How is Game AI developed? Does AI start acting optimally and then they make it fun? With Dota 2 showing off an AI that can beat the best players 1v1, I wondered why I should be impressed? I thought designing AI that always plays perfectly was relatively easy and the hard part was designing mistakes to make it useful (or fun). How wrong am I?
There’s a pretty big difference between the AI you’re used to and the AI that they demonstrated at The International 7. Here’s the thing - if the rules of the game are simple enough such that there is an optimal strategy, then yes - you can start with that optimal strategy and always win or tie. If such a thing exists, the game is considered “solved”. These games are generally deterministic - you don’t even need to play in order to tell who will win. Tic-tac-toe is the textbook example of such a game - if played properly, the second player can never win.

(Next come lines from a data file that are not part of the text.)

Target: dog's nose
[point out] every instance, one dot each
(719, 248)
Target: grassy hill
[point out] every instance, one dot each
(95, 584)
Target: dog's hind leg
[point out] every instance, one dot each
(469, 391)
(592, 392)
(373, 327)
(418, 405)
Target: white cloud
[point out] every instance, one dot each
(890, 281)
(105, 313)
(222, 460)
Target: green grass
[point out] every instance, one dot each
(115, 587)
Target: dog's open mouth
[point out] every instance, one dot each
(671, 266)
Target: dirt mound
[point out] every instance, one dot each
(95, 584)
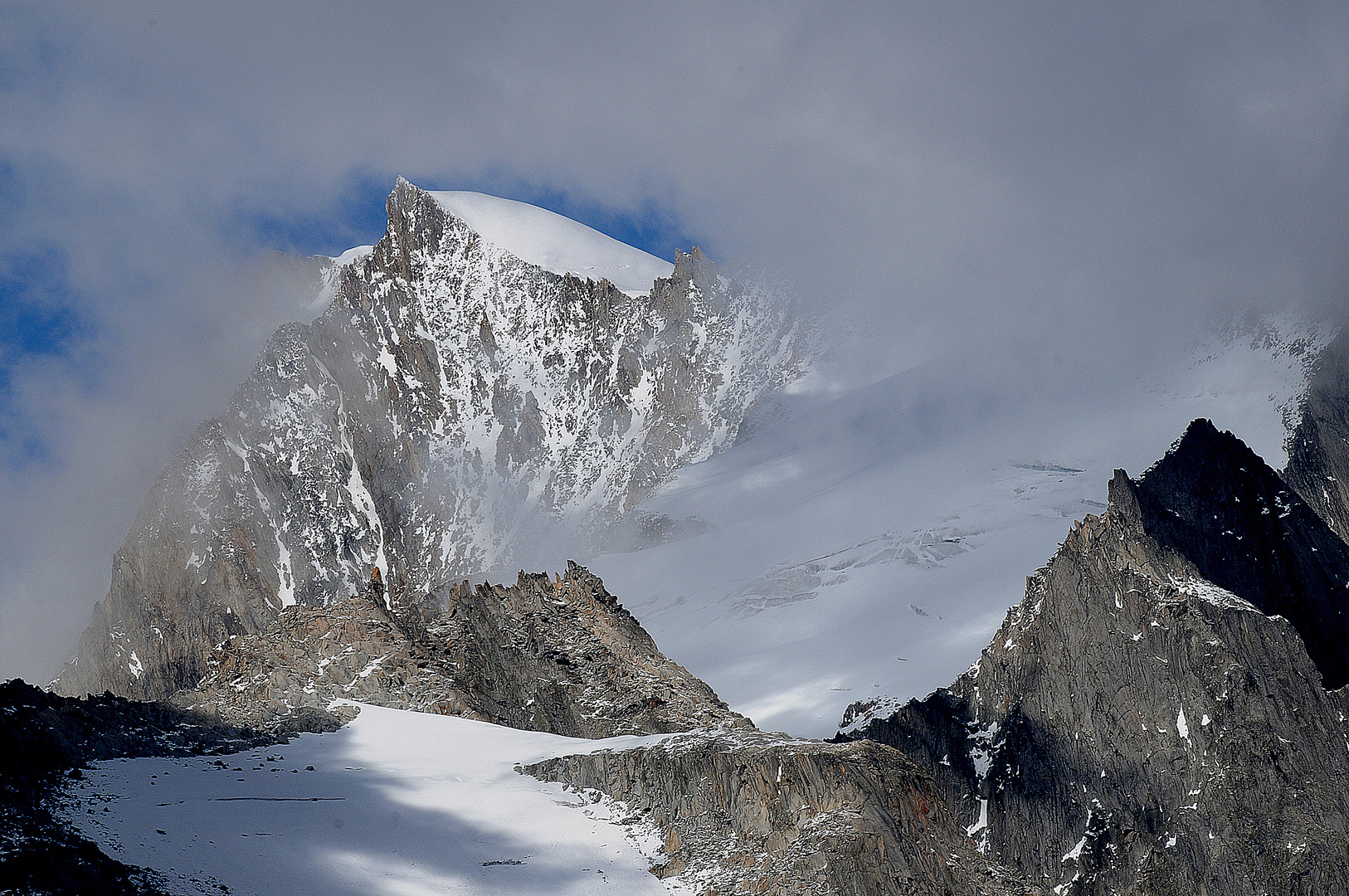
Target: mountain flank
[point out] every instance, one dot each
(452, 405)
(1137, 728)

However, most competitive games aren’t solvable - there isn’t always one perfect way to win, because the game has play and counterplay. For example, consider the game Rock-Paper-Scissors. Is it possible to come up with a winning strategy for this game? In general, the answer is “not really” - it entirely depends on what the opponent does. If you have a good read on your opponent you can defeat her, but there is no perfect solution. An AI can be trained to play rock-paper-scissors but it can’t always play perfectly because there is no such thing as true perfect play in Rock Paper Scissors.

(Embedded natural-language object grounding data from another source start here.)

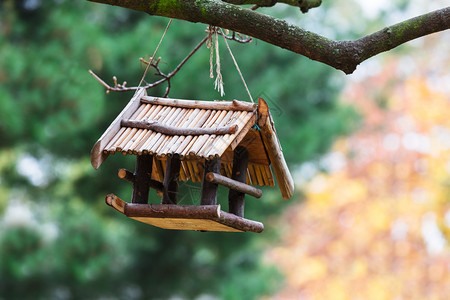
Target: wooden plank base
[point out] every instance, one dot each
(184, 217)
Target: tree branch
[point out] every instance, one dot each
(341, 55)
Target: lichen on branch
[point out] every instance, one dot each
(341, 55)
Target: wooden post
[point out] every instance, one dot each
(142, 177)
(236, 199)
(170, 189)
(209, 189)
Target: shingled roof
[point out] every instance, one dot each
(241, 119)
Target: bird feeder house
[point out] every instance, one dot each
(228, 143)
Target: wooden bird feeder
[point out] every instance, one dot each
(228, 143)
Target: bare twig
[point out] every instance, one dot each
(165, 77)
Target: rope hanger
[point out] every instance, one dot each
(213, 44)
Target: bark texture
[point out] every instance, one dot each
(341, 55)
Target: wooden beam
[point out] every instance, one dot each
(215, 105)
(233, 184)
(274, 150)
(142, 176)
(240, 223)
(97, 154)
(172, 130)
(184, 217)
(236, 198)
(209, 189)
(126, 175)
(170, 186)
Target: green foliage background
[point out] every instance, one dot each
(57, 238)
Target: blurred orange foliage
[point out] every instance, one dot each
(379, 228)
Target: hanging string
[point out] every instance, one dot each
(213, 44)
(154, 53)
(237, 67)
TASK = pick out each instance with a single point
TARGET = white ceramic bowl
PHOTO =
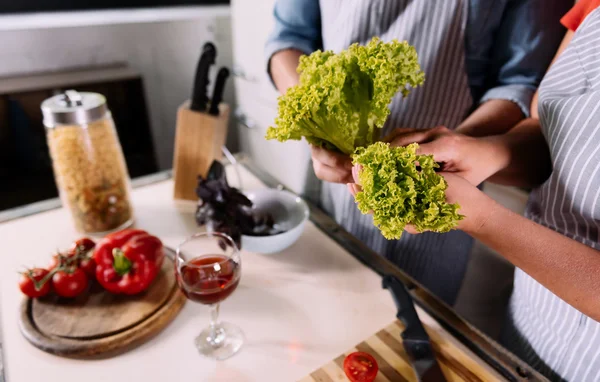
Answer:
(290, 213)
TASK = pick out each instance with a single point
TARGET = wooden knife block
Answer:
(198, 140)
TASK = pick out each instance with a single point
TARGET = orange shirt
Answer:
(577, 14)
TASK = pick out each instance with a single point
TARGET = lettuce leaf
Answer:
(398, 193)
(342, 100)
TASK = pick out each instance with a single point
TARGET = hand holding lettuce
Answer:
(398, 193)
(342, 99)
(341, 103)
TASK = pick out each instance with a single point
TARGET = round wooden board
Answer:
(100, 324)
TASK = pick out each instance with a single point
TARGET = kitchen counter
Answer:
(298, 309)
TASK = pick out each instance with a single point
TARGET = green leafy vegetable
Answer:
(398, 193)
(342, 99)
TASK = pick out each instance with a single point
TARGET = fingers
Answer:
(398, 132)
(331, 166)
(355, 170)
(404, 137)
(354, 188)
(332, 174)
(330, 158)
(411, 229)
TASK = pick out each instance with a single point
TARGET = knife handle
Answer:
(200, 95)
(406, 309)
(218, 91)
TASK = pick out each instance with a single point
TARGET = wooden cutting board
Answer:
(101, 324)
(457, 362)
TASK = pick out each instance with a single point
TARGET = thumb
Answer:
(437, 148)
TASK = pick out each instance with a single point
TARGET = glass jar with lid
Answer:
(89, 167)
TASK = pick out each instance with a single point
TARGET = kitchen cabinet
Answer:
(256, 98)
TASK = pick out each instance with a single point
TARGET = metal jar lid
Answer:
(73, 108)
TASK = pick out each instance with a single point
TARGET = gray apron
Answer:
(542, 329)
(436, 29)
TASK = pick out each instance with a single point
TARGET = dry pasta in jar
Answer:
(89, 166)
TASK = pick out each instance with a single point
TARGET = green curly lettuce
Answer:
(398, 193)
(342, 100)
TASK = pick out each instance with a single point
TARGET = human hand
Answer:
(474, 159)
(331, 166)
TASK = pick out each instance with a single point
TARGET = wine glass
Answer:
(208, 270)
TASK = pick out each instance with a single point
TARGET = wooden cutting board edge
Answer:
(104, 347)
(108, 346)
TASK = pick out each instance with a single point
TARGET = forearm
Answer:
(524, 155)
(283, 67)
(569, 269)
(493, 117)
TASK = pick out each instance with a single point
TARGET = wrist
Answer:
(495, 153)
(487, 212)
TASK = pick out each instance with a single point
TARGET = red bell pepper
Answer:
(128, 261)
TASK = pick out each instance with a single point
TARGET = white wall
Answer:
(166, 53)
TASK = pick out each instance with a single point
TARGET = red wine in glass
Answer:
(209, 279)
(208, 268)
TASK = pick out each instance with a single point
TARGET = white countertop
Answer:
(298, 309)
(47, 20)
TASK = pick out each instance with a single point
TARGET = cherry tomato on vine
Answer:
(28, 282)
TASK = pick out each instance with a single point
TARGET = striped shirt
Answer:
(544, 330)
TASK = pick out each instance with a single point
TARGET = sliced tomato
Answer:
(360, 367)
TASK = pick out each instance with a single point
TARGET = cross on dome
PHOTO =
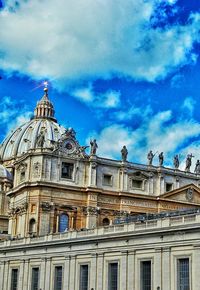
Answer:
(44, 108)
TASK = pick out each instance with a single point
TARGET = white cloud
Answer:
(75, 40)
(156, 133)
(109, 99)
(189, 105)
(12, 114)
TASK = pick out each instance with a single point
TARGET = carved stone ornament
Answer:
(68, 145)
(89, 210)
(18, 210)
(36, 169)
(46, 206)
(22, 167)
(190, 194)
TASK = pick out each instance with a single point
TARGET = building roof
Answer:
(4, 173)
(41, 131)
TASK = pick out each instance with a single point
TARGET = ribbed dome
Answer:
(26, 137)
(4, 173)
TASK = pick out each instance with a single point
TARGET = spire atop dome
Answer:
(44, 108)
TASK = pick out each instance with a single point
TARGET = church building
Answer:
(73, 220)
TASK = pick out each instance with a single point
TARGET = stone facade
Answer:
(56, 184)
(163, 242)
(61, 205)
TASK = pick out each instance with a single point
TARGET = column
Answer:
(131, 270)
(21, 274)
(6, 275)
(123, 271)
(42, 273)
(161, 183)
(26, 275)
(195, 274)
(93, 171)
(157, 271)
(100, 269)
(72, 272)
(166, 269)
(66, 273)
(93, 272)
(48, 274)
(2, 266)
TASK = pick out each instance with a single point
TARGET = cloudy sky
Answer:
(123, 72)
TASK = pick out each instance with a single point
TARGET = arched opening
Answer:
(32, 226)
(106, 222)
(63, 223)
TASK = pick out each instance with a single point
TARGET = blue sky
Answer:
(123, 72)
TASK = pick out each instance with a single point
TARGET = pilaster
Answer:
(123, 271)
(100, 267)
(66, 281)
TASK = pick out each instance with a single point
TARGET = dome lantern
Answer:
(44, 108)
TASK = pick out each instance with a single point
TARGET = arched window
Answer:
(32, 226)
(63, 223)
(106, 222)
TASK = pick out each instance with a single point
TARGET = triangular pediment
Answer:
(138, 174)
(187, 193)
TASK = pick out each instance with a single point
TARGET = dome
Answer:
(4, 173)
(26, 137)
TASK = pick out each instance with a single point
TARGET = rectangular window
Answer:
(137, 183)
(35, 279)
(107, 179)
(113, 276)
(169, 186)
(84, 277)
(58, 278)
(146, 275)
(22, 175)
(67, 170)
(14, 279)
(183, 279)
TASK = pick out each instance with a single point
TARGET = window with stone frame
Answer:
(67, 170)
(22, 175)
(107, 179)
(146, 275)
(83, 283)
(183, 274)
(137, 183)
(58, 278)
(14, 279)
(113, 276)
(35, 278)
(168, 186)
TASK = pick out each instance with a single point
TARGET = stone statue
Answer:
(176, 161)
(197, 167)
(93, 147)
(161, 159)
(124, 153)
(81, 151)
(40, 139)
(188, 162)
(150, 157)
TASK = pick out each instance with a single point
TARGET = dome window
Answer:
(32, 226)
(106, 222)
(63, 223)
(67, 170)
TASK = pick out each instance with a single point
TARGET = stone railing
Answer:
(125, 228)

Another means of gumming up the work is simply to have too many confounding factors for the AI to account for everything, especially in real time. For example, on Wall Street, several firms have set up banks of computers that trade stocks at super high speeds. Super high-end machines running complicated algorithms place buy orders here, sell orders there, often microseconds apart, trying to take advantage of their inhuman reaction times to snap up favorable transactions. However, even these machines aren’t perfect. If they were, they would obsolete every other form of stock trading on the market. However, they are not infallible - they are susceptible to errors in the algorithm, incomplete or incorrect information, taking too long to crunch the numbers and make a decision, and more. The cost of these computers and the internet connections that connect them run in the millions of dollars all to shave milliseconds off of the calculation response time, and even then they are not money-printing machines. They often get it right, but they will also often get it wrong, losing millions of dollars for their owners.

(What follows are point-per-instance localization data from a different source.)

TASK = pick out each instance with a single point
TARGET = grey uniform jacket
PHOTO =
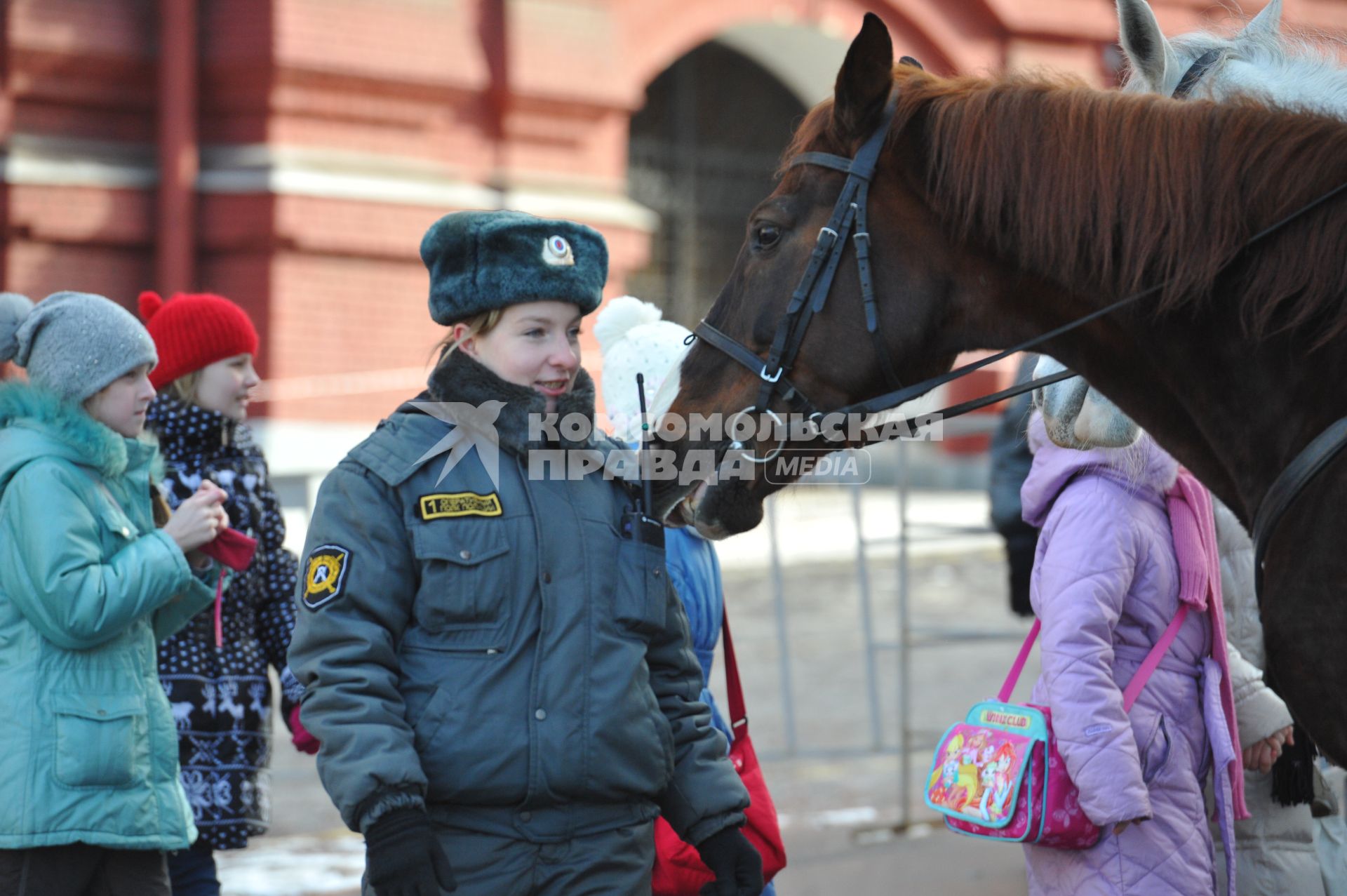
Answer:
(497, 651)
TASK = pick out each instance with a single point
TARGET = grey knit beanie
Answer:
(73, 344)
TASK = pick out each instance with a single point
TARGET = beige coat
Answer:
(1275, 850)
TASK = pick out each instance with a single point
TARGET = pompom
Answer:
(14, 312)
(150, 305)
(619, 317)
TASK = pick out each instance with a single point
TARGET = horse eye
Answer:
(767, 236)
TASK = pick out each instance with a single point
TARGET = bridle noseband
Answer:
(817, 282)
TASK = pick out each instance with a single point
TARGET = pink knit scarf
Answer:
(1199, 578)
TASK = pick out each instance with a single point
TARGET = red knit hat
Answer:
(194, 329)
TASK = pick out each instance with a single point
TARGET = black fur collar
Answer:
(458, 377)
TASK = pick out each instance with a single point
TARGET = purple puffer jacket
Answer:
(1106, 587)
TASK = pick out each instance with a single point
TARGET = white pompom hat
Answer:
(635, 338)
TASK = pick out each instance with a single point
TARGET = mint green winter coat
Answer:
(88, 587)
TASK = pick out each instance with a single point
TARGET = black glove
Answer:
(404, 859)
(736, 864)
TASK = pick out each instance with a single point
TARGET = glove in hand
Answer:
(403, 856)
(736, 864)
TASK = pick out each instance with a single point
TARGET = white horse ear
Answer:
(1145, 46)
(1266, 23)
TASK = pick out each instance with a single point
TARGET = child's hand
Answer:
(199, 519)
(1265, 752)
(1122, 827)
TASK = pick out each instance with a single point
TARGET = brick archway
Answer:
(951, 35)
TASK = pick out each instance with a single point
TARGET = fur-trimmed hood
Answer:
(1141, 468)
(458, 377)
(38, 423)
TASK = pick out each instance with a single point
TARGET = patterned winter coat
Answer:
(1105, 588)
(221, 698)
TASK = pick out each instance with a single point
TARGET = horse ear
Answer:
(1145, 46)
(864, 80)
(1266, 23)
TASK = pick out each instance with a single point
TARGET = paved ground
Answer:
(837, 780)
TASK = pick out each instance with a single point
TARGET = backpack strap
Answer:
(1152, 660)
(1134, 686)
(739, 718)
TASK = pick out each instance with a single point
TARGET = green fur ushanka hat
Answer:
(485, 260)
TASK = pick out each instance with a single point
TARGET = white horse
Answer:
(1259, 62)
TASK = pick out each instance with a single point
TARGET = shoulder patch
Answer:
(438, 507)
(325, 575)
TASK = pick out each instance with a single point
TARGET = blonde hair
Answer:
(477, 325)
(185, 387)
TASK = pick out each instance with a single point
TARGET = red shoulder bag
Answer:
(678, 868)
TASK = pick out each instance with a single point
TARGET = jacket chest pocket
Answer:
(640, 600)
(467, 577)
(120, 530)
(100, 739)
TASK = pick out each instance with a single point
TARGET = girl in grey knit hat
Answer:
(91, 580)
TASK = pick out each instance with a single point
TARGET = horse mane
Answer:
(1111, 193)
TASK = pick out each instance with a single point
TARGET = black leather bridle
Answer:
(849, 215)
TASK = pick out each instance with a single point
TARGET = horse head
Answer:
(1158, 64)
(1079, 417)
(838, 360)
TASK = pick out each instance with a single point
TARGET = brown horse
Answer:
(1004, 208)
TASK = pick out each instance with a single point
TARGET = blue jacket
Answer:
(88, 587)
(497, 651)
(695, 572)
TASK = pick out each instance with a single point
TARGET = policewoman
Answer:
(502, 679)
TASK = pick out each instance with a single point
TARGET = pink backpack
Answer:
(998, 774)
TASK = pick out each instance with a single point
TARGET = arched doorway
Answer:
(702, 152)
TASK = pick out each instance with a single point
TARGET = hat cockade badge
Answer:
(556, 253)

The AI at TI7 was playing a very simplified version of Dota - 1v1, mid lane only, and both players were restricted to Shadow Fiend. With such a setup, there were few enough factors that the AI could process them all and come up with a winning strategy. And even then, it wasn’t a perfect strategy that was made by a human, but it was a set of strategies the AI itself built from playing millions of games against itself and finding points for improvement. Even though it managed to defeat Dendi, there were many human players who managed to outsmart the AI by doing things it had never encountered before, such as dropping items on the floor. Now consider expanding that challenge to a team of 5 heroes selected from a potential pool of 105, each with different builds and item loadouts. The complexity grows by many orders of magnitude. Then consider the actual details of the game itself - items, build, team role, scouting, creeping, and so on - and the complexity grows by many more orders of magnitude. Coming up with the correct strategy here is very difficult - the AI would need to play millions of games against good players in order to construct a viable set of strategies and counter-stratgies that would make it even remotely competitive.
Is there an optimal strategy for Dota 2? Possibly, with enough computing power and data, machines could figure it out. More likely, there will be a metagame that evolves from the available choices - a variety of viable (counter) strategies with reasonably close win percentages. But as it stands, there is no perfect script that we can just tell an AI to follow that will guarantee victory, because there’s so many different strategies and counter-strategies at play that there’s no way for humans to account for all of them.